オーディオブック市場、2024年には260億円に拡大する見通し 声優によるナレーションや朗読コンテンツも人気に



日本能率協会総合研究所は、オーディオブック市場を調査し、2024年度の市場規模は260億円になるとの予測を発表した。2021年度は140億円で、約86%伸びる見通しだ。

【オーディオブック 市場概況】
・2024年度のオーディオブック市場は約260億円。
・本調査のオーディオブックは、 声優やナレーターが朗読した書籍、 講演・話芸などをコンテンツ化し、 音声データ自体を商品としてWebで提供しているサービス。
・書籍の代替として目を休めながら時間を有効活用でき、 スマートフォンの普及とともに市場が形成される。
・利用者の過半数が、 電車内、 自動車の運転中など移動中に使用。 サービス認知度の向上、 提供コンテンツの充実化により、 市場規模は拡大する見通し。

声優やナレーターが朗読した書籍、講演・話芸などをコンテンツ化し、音声データ自体を商品とした音声コンテンツは、CDなどのパッケージで販売される商品などがあるが、本調査ではWeb上で提供しているサービスを対象としている。

オーディオブックは、オトバンクの2007年に始めたオンラインストアが国内では先駆けとみられ、2011年以降スマートフォンの普及とともに市場が形成された。

Amazon.comの子会社Audibleが2015年に日本市場へ参入したことにより市場が活性化している。

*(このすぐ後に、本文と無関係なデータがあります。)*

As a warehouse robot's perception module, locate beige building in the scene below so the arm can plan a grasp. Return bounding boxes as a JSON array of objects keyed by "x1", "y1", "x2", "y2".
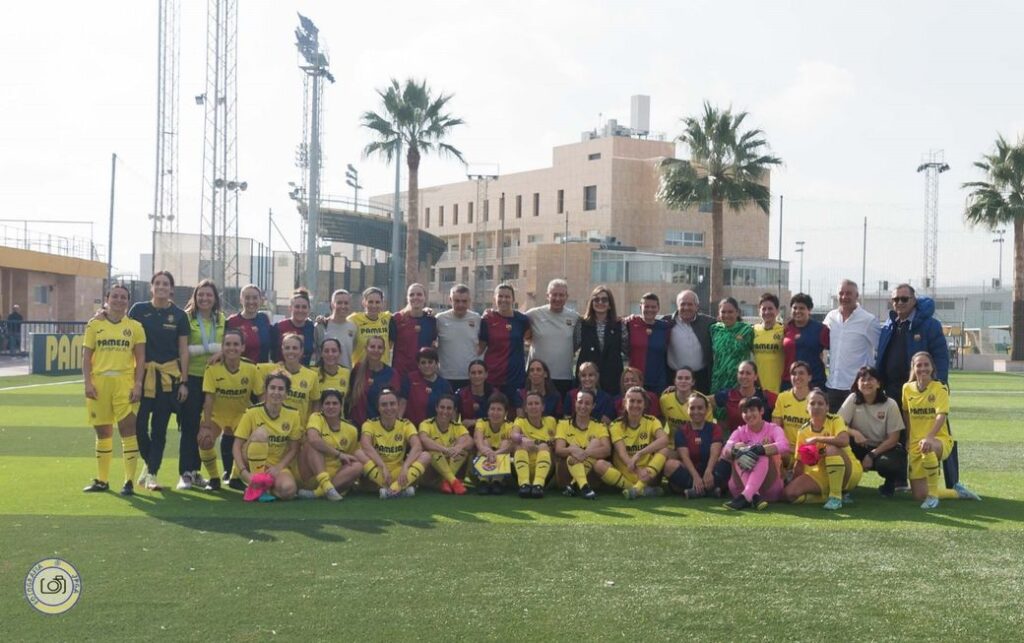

オーディオブックは、オーディオブックの専業事業者からの提供か、電子書籍販売の一形態としての提供かの2パターンとなる。サービス提供方法には都度課金型と定額制のものがある。出版社や声優事務所などが独自にコンテンツを制作・販売しているものもあるが、ごく一部だ。

紙の書籍・電子書籍の代替手段として目を休めながら時間を有効活用できることが支持されているほか、声優によるナレーションや、落語・講談といった話芸など、音声ならではのコンテンツとして人気を集めている作品も多数ある。若年層からの支持が厚い人気声優を活用した朗読コンテンツや、中高年層からの支持が厚い講演会など、コンテンツの多様性から幅広い年代で利用されている。その中でも特に30歳代から40歳代の利用が特に多い状況。

また、利用者の過半数が移動中に利用しており、三大都市圏では通勤時の電車内で、三大都市圏以外では自動車の運転中での利用が多くなっている。今後、サービス認知度の向上、提供コンテンツの充実化により、市場規模は拡大する見通し。